THCB

Should Sebelius Resign?

As Congress begins investigations into the Affordable Care Act rollout and the healthcare.gov flaws, Republicans are calling for resignations as far up as the Secretary of Health and Human Services. The logic goes: if managerial issues were behind failures to test the website component of the federal health care exchange, we need new management.

That concern is a valid one. In the private sector and often times in the public sector, when misakes happen—particularly in an area critical to the executive’s interests—heads roll.

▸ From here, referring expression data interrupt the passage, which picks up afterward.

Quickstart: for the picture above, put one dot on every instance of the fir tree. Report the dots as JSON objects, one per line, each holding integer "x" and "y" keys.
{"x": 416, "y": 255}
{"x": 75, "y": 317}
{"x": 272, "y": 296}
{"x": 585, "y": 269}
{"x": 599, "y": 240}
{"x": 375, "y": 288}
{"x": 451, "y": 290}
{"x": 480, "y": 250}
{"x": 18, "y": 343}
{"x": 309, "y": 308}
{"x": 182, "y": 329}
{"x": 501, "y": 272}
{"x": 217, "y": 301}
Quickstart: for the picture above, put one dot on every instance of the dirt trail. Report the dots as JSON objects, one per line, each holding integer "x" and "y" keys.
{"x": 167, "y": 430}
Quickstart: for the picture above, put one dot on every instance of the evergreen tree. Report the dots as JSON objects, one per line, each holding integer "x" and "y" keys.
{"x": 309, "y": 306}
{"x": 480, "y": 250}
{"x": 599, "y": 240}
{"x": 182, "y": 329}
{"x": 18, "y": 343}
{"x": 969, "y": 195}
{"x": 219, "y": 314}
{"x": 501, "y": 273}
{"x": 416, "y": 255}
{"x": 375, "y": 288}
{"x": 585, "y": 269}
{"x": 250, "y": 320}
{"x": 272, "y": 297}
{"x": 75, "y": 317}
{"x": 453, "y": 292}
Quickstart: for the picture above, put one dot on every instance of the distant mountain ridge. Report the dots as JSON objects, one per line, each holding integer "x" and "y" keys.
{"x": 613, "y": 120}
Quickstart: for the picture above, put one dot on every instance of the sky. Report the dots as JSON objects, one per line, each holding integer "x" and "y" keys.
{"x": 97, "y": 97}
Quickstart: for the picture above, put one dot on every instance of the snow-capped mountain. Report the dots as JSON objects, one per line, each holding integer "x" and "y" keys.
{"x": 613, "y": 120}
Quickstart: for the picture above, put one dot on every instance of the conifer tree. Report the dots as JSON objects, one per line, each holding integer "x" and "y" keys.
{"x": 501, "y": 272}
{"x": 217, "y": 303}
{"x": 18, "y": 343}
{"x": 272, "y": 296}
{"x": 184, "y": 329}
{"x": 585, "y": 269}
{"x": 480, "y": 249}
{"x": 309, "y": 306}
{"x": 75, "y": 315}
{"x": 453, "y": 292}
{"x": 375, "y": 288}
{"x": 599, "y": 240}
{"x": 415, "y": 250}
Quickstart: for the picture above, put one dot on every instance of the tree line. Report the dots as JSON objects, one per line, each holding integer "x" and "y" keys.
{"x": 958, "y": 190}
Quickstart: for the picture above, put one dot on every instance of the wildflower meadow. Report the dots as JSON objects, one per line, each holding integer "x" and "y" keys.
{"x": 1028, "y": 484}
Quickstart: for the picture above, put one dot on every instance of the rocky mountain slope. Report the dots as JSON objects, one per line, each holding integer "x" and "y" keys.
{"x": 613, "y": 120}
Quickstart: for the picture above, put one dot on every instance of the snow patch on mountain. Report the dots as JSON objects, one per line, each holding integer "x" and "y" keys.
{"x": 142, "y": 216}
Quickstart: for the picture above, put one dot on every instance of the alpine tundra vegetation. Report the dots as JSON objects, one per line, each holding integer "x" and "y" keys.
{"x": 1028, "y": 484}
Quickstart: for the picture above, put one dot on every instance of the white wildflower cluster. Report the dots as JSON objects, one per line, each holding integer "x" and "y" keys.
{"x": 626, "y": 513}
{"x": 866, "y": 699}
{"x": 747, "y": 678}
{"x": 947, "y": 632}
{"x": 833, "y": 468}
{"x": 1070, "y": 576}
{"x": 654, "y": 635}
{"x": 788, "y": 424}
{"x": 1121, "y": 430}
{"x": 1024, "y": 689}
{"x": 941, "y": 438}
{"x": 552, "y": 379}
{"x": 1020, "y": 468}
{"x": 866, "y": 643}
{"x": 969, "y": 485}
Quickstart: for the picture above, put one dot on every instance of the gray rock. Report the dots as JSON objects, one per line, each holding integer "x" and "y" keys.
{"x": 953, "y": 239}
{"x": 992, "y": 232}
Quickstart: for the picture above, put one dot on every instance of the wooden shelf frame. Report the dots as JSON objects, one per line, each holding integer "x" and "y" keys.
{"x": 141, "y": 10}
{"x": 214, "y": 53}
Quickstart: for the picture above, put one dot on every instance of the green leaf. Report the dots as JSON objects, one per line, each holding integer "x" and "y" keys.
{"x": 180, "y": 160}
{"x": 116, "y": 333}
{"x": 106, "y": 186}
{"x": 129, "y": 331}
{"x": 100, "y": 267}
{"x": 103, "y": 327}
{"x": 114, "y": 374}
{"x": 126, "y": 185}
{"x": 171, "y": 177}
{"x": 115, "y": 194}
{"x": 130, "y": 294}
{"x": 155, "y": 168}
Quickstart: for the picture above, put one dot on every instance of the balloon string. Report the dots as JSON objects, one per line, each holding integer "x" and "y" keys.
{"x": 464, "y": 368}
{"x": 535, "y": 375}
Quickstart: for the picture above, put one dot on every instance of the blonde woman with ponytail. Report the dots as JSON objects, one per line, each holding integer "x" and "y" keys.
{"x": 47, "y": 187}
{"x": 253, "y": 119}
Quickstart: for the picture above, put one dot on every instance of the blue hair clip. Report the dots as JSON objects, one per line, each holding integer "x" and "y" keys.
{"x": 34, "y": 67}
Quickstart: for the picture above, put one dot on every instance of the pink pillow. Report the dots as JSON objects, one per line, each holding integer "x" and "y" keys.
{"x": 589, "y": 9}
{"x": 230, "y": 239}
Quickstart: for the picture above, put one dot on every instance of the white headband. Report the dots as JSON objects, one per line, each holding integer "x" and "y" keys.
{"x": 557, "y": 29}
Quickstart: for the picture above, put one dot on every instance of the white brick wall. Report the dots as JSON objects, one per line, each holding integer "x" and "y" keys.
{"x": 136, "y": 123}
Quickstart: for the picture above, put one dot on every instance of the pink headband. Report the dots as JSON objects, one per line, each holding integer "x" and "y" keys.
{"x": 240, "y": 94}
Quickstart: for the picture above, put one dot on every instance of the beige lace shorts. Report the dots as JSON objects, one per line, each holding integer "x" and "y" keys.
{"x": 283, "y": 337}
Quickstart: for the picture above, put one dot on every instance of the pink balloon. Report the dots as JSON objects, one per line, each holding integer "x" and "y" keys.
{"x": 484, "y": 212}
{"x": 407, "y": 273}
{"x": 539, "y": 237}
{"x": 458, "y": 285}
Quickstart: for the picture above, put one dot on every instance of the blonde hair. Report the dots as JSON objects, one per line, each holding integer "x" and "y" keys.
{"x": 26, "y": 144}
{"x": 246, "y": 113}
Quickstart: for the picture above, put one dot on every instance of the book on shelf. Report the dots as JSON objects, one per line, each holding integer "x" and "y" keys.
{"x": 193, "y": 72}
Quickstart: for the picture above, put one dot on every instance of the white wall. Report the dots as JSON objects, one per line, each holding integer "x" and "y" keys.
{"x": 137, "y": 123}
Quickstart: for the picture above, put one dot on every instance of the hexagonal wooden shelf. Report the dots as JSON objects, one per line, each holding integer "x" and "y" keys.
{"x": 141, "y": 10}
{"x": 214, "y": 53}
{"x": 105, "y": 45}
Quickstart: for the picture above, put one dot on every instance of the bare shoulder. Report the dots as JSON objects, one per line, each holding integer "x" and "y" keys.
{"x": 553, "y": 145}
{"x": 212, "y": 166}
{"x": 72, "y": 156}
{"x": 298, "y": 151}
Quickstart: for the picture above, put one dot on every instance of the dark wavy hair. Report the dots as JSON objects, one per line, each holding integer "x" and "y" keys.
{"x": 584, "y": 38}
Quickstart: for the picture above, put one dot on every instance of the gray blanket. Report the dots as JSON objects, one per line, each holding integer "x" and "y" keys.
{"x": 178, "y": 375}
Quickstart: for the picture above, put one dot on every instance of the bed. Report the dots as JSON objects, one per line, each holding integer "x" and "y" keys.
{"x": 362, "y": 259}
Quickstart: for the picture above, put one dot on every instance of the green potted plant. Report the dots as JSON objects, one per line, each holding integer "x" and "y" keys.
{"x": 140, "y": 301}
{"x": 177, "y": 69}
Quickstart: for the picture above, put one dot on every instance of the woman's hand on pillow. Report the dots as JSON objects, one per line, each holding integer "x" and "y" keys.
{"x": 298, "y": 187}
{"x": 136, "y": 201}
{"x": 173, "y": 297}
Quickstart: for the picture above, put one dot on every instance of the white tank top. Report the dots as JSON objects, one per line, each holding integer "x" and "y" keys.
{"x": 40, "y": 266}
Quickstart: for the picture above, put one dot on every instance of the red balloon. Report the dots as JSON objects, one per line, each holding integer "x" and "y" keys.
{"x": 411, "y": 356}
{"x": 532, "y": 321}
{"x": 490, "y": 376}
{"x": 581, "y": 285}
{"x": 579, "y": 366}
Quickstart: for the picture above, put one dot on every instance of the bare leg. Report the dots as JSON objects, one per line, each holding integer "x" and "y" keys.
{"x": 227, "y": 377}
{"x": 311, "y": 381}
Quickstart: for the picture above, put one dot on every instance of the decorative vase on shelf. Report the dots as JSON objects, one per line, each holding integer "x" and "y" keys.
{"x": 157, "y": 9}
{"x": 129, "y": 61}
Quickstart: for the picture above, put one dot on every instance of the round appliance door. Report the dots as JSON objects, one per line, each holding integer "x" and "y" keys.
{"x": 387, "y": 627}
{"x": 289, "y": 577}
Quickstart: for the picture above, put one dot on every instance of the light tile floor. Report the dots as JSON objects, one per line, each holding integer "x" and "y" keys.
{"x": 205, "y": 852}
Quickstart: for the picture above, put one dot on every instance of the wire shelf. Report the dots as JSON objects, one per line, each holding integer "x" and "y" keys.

Yet, Kathleen Sebelius will stay, and Republicans have no one to blame but themselves.

Why is this? In an ironic twist of fate the Republican Party’s obsession with filibustering, delaying, or holding executive branch nominations will finally have negative consequences for the GOP instead of the president.

Over the past several years, Republicans in Congress had refused to confirm a director of the Consumer Financial Protection Bureau because they did not like the law that authorized the agency. They refused to confirm nominees to the National Labor Relations Board because of opposition to unions. They put a hold on the chairman of the Federal Communications Commission for fear he may require more transparency in campaign activity. The examples go on.

Why, then, would President Obama remove Secretary Sebelius and nominate a replacement? The HHS Secretary oversees the implementation of the Affordable Care Act. And GOP opposition to CFPB or NLRB or FCC pales in comparison to the visceral and existential contempt the party feels toward Obamacare. Given such opposition, the president would be foolish to make such a change in HHS leadership.

The nomination of Richard Cordray to head the new CFPB is a perfect parallel. Republicans in Congress opposed this nomination—for years—not because Mr. Cordray was unqualified. In fact, some Senate Republicans praised his qualifications, but opposition to the structure of CFPB motivated a filibuster. Republicans didn’t oppose the nominee; they opposed the Dodd-Frank financial reform legislation.

This month, Republican opposition to the Affordable Care Act drove the party to shutdown the U.S. Government for over two weeks and brought Treasury to the brink of defaulting on the nation’s debt. Who in their right mind thinks the GOP won’t put a hold on or filibuster a—or ANY—prospective nominee to lead HHS?

A prospective HHS Secretary would face the same—or likely greater—opposition, regardless of his or her qualifications for the post. While Republicans spit venom at the consequences of the Dodd-Frank law, GOP opposition to Obamacare is more fundamental, leading some to call it a threat to freedom and American life.

As a result, one thing is clear: Kathleen Sebelius will be Mr. Obama’s last HHS Secretary to get Senate confirmation. That may be a problem, particularly if the managerial problems in federal exchange technology ultimately fall in her lap. However, any chance that the president will reasonably and effectively address managerial problems with a change in personnel is completely undermined by a broken confirmation system in the United States Senate.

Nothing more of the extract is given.